平成28年度決算状況を示す、この結果によれば、全サービス平均の収支差率は3.3%となり、対前年度比▲0.5%となった。この結果を踏まえ、収支差率が高いサービスを中心に適正化・効率化の見直しが議論され、年末にも改定率が決定となる。
 
平成29年度の収支差率は、平成28年度概況調査と同様に、居宅介護支援以外でプラスとなったが、サービス別の全体的な傾向としては、半数以上の介護サービスで平成28年度概況調査よりも収支が悪化している。その要因として人材確保や介護職員処遇改善加算等による人件費の高騰が経営を圧迫したと考えられる。

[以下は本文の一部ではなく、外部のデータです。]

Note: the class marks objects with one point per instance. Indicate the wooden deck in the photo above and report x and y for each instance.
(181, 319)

サービス別の主な収支の内訳を確認すると、「福祉用具貸与」を除く介護サービスでは、費用に占める人件費(給与費)の割合が非常に高く、労働集約型産業特有のいかに労働生産性を高めていくかが共通の課題となっている。こうした中、介護職員の人材不足を補う代替手段として介護ロボットの導入促進が進められ、平成30年度改定ではロボット導入による人員配置基準の緩和が期待されている。

注目すべき点は、対前年度比の収支差率が最も増加した「認知症対応型共同生活介護」において保険収入が減少したものの、保険外収入の増加により収支差率が改善したことである。公的保険(報酬改定)に左右されず、安定的な経営を実践している顕著な例であり、保険外収入の基盤確保も重要であることが伺える結果となった。